J.J Abrams said in an interview with Slash Film that he wants us to feel we can all be Luke Skywalker: “To me Star Wars was never about science fiction — it was a spiritual story. And it was more of a fairytale in that regard. For me when I heard Obi-Wan say that the Force surrounds us and binds us all together, there was no judgement about who you were. This was something that we could all access. Being strong with the Force didn’t mean something scientific, it meant something spiritual.
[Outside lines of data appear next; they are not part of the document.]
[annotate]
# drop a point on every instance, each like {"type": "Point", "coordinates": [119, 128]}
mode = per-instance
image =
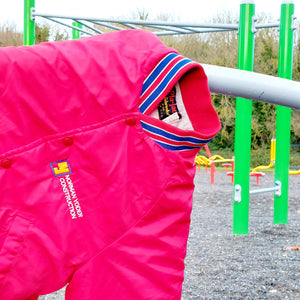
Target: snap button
{"type": "Point", "coordinates": [67, 141]}
{"type": "Point", "coordinates": [6, 163]}
{"type": "Point", "coordinates": [130, 121]}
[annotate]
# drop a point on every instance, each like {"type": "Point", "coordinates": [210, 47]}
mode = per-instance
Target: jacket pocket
{"type": "Point", "coordinates": [12, 243]}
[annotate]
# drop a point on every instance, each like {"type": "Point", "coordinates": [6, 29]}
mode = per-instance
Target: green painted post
{"type": "Point", "coordinates": [29, 30]}
{"type": "Point", "coordinates": [76, 33]}
{"type": "Point", "coordinates": [283, 114]}
{"type": "Point", "coordinates": [242, 146]}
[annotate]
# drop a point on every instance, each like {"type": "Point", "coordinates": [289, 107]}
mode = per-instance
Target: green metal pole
{"type": "Point", "coordinates": [76, 33]}
{"type": "Point", "coordinates": [29, 30]}
{"type": "Point", "coordinates": [283, 114]}
{"type": "Point", "coordinates": [242, 145]}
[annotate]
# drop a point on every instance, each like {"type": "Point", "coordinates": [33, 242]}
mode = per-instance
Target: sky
{"type": "Point", "coordinates": [187, 11]}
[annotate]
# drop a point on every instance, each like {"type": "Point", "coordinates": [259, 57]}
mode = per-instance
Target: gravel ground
{"type": "Point", "coordinates": [220, 265]}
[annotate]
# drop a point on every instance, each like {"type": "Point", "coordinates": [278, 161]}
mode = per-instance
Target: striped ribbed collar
{"type": "Point", "coordinates": [156, 86]}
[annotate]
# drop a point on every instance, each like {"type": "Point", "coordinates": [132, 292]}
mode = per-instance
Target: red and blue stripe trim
{"type": "Point", "coordinates": [169, 139]}
{"type": "Point", "coordinates": [161, 79]}
{"type": "Point", "coordinates": [156, 86]}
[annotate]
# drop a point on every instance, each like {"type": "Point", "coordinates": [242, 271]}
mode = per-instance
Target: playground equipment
{"type": "Point", "coordinates": [239, 83]}
{"type": "Point", "coordinates": [272, 158]}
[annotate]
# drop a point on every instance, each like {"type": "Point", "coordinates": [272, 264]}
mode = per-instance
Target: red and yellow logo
{"type": "Point", "coordinates": [60, 168]}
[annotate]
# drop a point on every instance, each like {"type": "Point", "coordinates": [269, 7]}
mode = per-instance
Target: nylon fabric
{"type": "Point", "coordinates": [88, 197]}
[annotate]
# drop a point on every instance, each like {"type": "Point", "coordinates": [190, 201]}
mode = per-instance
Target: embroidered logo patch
{"type": "Point", "coordinates": [61, 168]}
{"type": "Point", "coordinates": [167, 107]}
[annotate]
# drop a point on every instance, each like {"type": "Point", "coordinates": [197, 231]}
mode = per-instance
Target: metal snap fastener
{"type": "Point", "coordinates": [130, 121]}
{"type": "Point", "coordinates": [67, 141]}
{"type": "Point", "coordinates": [6, 163]}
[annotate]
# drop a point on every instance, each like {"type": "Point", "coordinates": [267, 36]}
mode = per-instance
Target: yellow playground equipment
{"type": "Point", "coordinates": [272, 161]}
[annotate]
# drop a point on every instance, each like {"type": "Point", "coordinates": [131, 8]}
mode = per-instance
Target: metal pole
{"type": "Point", "coordinates": [242, 143]}
{"type": "Point", "coordinates": [76, 33]}
{"type": "Point", "coordinates": [251, 85]}
{"type": "Point", "coordinates": [29, 23]}
{"type": "Point", "coordinates": [283, 116]}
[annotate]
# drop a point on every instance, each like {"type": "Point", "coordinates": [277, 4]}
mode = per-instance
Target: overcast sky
{"type": "Point", "coordinates": [187, 11]}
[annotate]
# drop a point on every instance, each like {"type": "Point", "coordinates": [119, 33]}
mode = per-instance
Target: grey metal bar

It meant someone who could believe, someone who could reach down to the depths of your feelings and follow this primal energy that was flowing through all of us….we would like to believe that when shit gets serious, that you could harness that Force I was told surrounds not just some of us but every living thing. And so, I really feel like the assumption that any character needs to have inherited a certain number of midi-chlorians or needs to be part of a bloodline… that wasn’t where my heart was. And so I respect and adhere to the canon but I also say that the Force has always seemed to me to be more inclusive and stronger than that.”

Choosing to peek behind the Stormtrooper mask is a brilliant means of reminding us of the lesson we first learned from Darth Vadar’s story of redemption: however fearsome or invulnerable any individual may seem, we are all human beings who once came from somewhere. We are all capable of change and surprises. In Finn’s awakening and escape, The Force Awakens challenges us to see the potential spark of humanity even in the Stormtrooper, the once-symbol of terrifying soulnessess. If we come to view the Stormtroopers as an enslaved people, rather than blank machinery, we understand that the potential life and humanity in the universe is beyond what we could imagine before the Force awakens.